There’s growing attention to the fight over who governs satellite internet. A piece in Tech Policy Press by Nunes and Teixeria flags how the push for stricter regulatory enforcement, geolocation mandates, terminal disablement, national authorizations, could end up entrenching the very incumbents they aim to constrain. It’s a sharp warning: rules designed to bring satellite operators in line may end up reinforcing consolidation, because only the biggest players can afford the compliance costs.
But there’s a deeper problem that the piece acknowledges but stops short of confronting head-on (because these days we are all about sovereignty) the forum in which this governance is happening, the ITU, is not fit for purpose.
I wrote about this in a piece a few years ago at Digital Medusa. The case of Iran’s complaint against Starlink is not just a technical dispute about terminals and spectrum. Iran also did not bring novel arguments to win the case. That case is a clear illustration of how an intergovernmental, closed-door body like the ITU can be leveraged by states to assert sovereign control over infrastructure and, in the process, fragment what should be a global, open communications network.
Let’s be clear: the ITU’s Radio Regulations Board made no effort to consider access to information, user rights, or the legitimacy of the state in question to deny connectivity to its people. It accepted the state’s framing of “unauthorized use” without interrogating the underlying human rights implications. And it did so in a process with no participation from civil society, no transparency, and no accountability.
The authors warn us that requiring satellite operators to geofence, block, or shut off terminals country by country will lead to two outcomes: (1) a regulatory framework that only a handful of massive operators can navigate, and (2) a more fragmented Internet where access depends on the state’s blessing. I agree, but we have to push this further. It’s not just about competition and scale. It’s about who decides.
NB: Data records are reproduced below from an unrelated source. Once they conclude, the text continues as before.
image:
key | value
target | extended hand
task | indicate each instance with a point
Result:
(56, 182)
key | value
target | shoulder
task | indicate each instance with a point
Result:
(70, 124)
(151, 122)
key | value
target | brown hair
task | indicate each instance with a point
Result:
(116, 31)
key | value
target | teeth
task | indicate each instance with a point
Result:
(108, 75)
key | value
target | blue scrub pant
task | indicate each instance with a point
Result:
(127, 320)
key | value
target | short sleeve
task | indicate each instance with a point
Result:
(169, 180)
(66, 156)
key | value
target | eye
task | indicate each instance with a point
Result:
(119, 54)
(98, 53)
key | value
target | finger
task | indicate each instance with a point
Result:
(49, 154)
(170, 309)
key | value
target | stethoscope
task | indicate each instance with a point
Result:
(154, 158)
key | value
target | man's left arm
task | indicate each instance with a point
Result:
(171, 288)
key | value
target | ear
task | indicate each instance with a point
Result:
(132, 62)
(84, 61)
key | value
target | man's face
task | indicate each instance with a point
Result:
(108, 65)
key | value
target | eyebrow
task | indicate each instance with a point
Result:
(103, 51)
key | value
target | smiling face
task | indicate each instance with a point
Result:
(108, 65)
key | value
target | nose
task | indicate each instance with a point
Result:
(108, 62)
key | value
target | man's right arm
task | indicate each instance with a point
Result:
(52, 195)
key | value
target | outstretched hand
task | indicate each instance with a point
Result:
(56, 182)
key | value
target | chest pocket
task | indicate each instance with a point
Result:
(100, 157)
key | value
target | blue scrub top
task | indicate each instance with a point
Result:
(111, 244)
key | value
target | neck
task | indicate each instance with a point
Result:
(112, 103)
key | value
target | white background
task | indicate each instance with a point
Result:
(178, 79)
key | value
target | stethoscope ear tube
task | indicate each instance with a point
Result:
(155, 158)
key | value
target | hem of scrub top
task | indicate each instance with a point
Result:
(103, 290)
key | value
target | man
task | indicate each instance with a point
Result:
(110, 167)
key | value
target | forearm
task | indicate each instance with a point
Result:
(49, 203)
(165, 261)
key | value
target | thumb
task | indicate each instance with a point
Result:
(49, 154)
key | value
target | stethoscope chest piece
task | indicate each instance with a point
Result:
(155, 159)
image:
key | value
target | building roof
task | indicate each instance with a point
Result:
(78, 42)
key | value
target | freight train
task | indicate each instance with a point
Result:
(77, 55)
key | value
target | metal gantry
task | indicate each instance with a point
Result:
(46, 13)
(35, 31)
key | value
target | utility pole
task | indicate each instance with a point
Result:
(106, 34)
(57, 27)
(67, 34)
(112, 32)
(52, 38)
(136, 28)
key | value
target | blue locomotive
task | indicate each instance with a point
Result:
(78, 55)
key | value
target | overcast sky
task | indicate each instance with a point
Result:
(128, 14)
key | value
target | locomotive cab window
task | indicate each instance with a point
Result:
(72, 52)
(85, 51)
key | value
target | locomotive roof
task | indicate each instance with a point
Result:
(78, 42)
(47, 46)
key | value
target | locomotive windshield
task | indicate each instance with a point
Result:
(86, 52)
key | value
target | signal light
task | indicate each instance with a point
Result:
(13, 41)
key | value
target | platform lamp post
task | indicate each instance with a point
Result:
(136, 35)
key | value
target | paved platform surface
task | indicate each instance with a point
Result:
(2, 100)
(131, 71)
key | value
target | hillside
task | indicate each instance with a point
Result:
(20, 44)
Governance of global satellite infrastructure cannot be left to a body where only states have a voice, and where those voices include regimes with long records of censorship, shutdowns, and repression. Satellite internet, like DNS and other layers of infrastructure, has profound political and human rights consequences. The ITU is structured in a way that obscures those consequences. It treats governance as a purely technical matter of spectrum coordination, but it is not. When a government demands the right to block signals over its territory, it is not just managing radio frequencies. It is controlling information access.
We need a governance framework for satellite internet that:
Treats human rights safeguards as foundational, not optional
Involves affected users, civil society, technical experts, and underrepresented regions
Doesn’t reward incumbents simply because they’re best equipped to jump through sovereign hoops
That means moving away from treaty-based, state-centric institutions like the ITU as the default venue for resolving these disputes. Multistakeholder governance isn’t a feel-good alternative. It’s a necessity if we want a satellite internet that serves people, not just states or shareholders.
Satellite Internet holds real potential for expanding access, especially in places where terrestrial infrastructure is censored or broken. But it will only live up to that potential if we govern it in ways that reflect openness, rights, and legitimacy.
The ITU cannot deliver that on its own. It’s time we stopped pretending it could.